Java Streams, Part 1
An introduction to the java.util.stream library
Run functional-style queries on collections and other data sets
Content series:
This content is part # of 5 in the series: Java Streams, Part 1
This content is part of the series:Java Streams, Part 1
Stay tuned for additional content in this series.
The major new language feature in Java SE 8 was lambda expressions. You can think of a lambda expression as an anonymous method; like methods, lambdas have typed parameters, a body, and a return type. But the real news wasn't lambda expressions themselves, but what they enable. Lambdas make it easy to express behavior as data, which in turn makes it possible to develop more-expressive and more-powerful libraries.
One such library, also introduced in Java SE 8, is the
java.util.stream
package (Streams), which enables the concise
and declarative expression of possibly-parallel bulk operations on various
data sources. Libraries like Streams could have been written in earlier
versions of Java, but without a compact behavior-as-data idiom they would
have been so cumbersome to use that no one would have wanted to use them.
You can consider Streams to be the first library to take advantage of the
power of lambda expressions in Java, but there's nothing magical about it
(though it is tightly integrated into the core JDK libraries). Streams
isn't part of the language — it's a carefully designed library that
takes advantage of some newer language features.

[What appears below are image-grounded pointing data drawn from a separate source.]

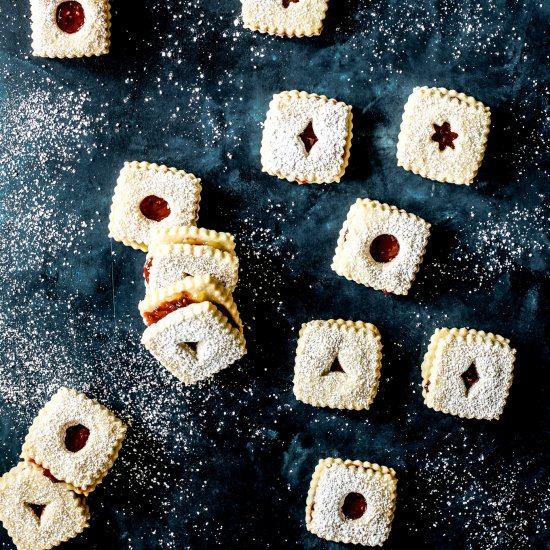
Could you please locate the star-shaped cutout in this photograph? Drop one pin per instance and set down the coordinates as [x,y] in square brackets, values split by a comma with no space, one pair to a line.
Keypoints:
[308,137]
[444,136]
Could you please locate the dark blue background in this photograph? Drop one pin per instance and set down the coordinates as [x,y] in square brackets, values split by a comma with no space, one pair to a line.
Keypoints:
[229,462]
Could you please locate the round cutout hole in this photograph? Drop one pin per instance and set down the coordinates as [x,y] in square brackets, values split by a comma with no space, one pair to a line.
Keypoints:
[384,248]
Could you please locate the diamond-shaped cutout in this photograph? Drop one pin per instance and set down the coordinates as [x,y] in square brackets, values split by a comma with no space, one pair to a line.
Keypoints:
[308,137]
[470,377]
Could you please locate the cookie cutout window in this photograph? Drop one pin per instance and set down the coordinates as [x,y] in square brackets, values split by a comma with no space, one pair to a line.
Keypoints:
[288,18]
[338,364]
[443,135]
[70,28]
[38,513]
[381,246]
[75,440]
[306,138]
[467,373]
[351,502]
[148,196]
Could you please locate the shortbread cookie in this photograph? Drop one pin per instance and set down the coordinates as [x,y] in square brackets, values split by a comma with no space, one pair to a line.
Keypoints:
[194,342]
[443,135]
[157,304]
[338,364]
[381,246]
[306,138]
[351,502]
[167,263]
[148,196]
[467,373]
[70,29]
[38,513]
[76,439]
[285,17]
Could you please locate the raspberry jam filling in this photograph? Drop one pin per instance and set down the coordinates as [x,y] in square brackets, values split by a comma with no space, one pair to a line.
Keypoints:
[154,208]
[76,438]
[354,505]
[70,17]
[308,137]
[444,136]
[147,269]
[384,248]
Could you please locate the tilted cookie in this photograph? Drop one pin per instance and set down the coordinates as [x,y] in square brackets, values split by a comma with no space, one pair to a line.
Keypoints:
[76,439]
[157,304]
[381,246]
[467,373]
[351,502]
[70,29]
[167,263]
[195,342]
[306,138]
[148,196]
[338,364]
[37,512]
[285,17]
[443,135]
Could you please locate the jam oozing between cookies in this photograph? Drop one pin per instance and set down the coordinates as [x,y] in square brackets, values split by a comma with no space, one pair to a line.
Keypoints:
[154,208]
[470,377]
[444,136]
[308,137]
[76,438]
[354,506]
[384,248]
[70,17]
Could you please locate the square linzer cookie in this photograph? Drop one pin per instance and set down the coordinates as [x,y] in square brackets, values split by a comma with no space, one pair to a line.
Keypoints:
[381,246]
[351,502]
[467,373]
[443,135]
[193,328]
[285,17]
[148,196]
[175,253]
[338,364]
[76,439]
[306,138]
[70,29]
[38,513]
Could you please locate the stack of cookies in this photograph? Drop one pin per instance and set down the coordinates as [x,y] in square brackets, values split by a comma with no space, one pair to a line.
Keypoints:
[193,325]
[71,446]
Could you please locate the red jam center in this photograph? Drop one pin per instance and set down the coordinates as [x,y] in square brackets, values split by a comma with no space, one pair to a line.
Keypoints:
[308,137]
[470,377]
[162,310]
[70,17]
[444,136]
[76,438]
[384,248]
[354,505]
[154,208]
[147,269]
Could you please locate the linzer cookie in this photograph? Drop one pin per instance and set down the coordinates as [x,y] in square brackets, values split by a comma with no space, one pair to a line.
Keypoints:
[37,512]
[70,29]
[381,246]
[443,135]
[351,502]
[306,138]
[196,252]
[285,17]
[194,328]
[75,439]
[148,196]
[467,373]
[338,364]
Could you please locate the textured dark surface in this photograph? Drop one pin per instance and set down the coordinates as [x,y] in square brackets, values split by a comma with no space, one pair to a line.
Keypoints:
[228,463]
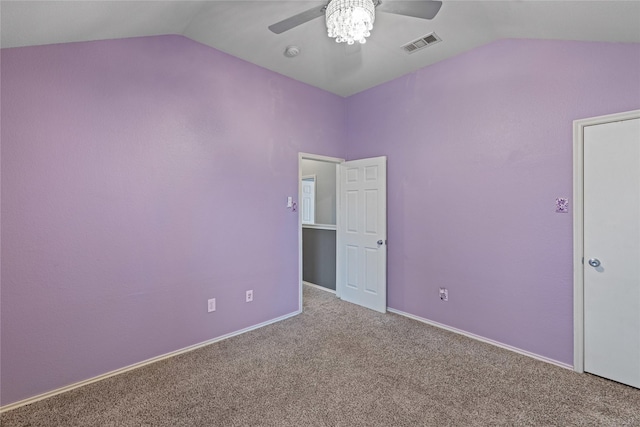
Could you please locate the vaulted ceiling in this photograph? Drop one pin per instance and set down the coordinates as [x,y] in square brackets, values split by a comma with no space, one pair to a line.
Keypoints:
[240,29]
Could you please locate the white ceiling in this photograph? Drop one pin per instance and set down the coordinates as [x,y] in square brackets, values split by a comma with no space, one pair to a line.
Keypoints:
[240,29]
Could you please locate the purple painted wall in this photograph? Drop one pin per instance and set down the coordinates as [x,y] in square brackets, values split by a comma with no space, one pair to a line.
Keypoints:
[479,147]
[141,177]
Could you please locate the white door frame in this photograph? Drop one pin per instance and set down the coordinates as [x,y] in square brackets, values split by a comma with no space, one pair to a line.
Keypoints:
[578,227]
[317,157]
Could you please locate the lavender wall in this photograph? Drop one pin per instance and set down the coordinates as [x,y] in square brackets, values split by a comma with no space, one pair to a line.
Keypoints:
[479,146]
[141,177]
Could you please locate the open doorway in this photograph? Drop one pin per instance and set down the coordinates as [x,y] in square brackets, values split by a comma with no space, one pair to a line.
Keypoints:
[317,192]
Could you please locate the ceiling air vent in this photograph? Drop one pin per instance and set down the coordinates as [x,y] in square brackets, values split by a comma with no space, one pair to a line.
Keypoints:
[421,43]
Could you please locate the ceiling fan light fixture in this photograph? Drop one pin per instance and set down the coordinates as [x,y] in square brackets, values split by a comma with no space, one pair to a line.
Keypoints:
[349,21]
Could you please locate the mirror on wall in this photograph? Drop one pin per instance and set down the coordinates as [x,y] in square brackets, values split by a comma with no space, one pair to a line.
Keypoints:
[308,206]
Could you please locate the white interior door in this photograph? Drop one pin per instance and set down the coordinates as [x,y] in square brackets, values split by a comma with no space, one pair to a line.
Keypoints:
[612,251]
[362,233]
[308,200]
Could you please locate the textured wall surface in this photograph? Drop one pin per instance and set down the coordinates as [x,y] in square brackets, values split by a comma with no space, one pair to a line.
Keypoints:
[141,177]
[479,146]
[132,172]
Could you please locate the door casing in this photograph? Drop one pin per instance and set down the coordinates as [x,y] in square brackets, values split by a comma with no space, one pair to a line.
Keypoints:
[320,158]
[578,227]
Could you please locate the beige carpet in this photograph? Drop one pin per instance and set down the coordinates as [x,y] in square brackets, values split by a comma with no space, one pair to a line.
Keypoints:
[341,365]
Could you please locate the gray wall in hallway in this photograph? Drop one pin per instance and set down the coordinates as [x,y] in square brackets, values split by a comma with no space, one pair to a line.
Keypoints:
[319,257]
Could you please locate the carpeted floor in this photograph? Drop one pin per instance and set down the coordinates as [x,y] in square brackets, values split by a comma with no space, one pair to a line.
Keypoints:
[341,365]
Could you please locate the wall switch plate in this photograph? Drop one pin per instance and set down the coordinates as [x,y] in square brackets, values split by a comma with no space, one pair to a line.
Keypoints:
[562,205]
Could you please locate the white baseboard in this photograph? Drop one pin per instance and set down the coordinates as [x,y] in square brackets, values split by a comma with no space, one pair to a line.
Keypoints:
[70,387]
[313,285]
[480,338]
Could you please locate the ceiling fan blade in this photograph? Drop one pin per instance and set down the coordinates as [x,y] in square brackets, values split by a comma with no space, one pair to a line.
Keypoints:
[295,20]
[418,9]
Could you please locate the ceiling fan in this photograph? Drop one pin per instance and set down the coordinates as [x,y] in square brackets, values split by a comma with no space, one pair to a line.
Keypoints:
[351,20]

This article is the first in a series that explores the
java.util.stream
library in depth. This installment
introduces you to the library and gives you an overview of its advantages
and design principles. In subsequent installments, you learn how to use
streams to aggregate and summarize data and get a look at the library's
internals and performance optimizations.
Querying with streams
One of the most common uses of streams is to represent queries over data in collections. Listing 1 shows an example of a simple stream pipeline. The pipeline takes a collection of transactions modeling a purchase between a buyer and a seller, and computes the total dollar value of transactions by sellers living in New York.
Listing 1. A simple stream pipeline
int totalSalesFromNY = txns.stream() .filter(t -> t.getSeller().getAddr().getState().equals("NY")) .mapToInt(t -> t.getAmount()) .sum();
“Streams exploit that most powerful of computing principles: composition.”
The filter()
operation selects only transactions with sellers
from New York. The mapToInt()
operation selects the
transaction amount for the desired transactions. And the terminal
sum()
operation adds up these amounts.
Although this example is pretty and easy to read, detractors might point
out that the imperative (for
-loop) version of this query is
also simple and takes fewer lines of code to express. But the problem
doesn't have to get much more complicated for the benefits of the stream
approach to become evident. Streams exploit that most powerful of
computing principles: composition. By composing complex operations out of
simple building blocks (filtering, mapping, sorting, aggregation), streams
queries are more likely to remain straightforward to write and read as the
problem gets complicated than are more ad-hoc computations on the same
data sources.
As a more complex query from the same domain as Listing 1, consider "Print the names of sellers in transactions with buyers over age 65, sorted by name." Writing this query the old-fashioned (imperative) way might yield something like Listing 2.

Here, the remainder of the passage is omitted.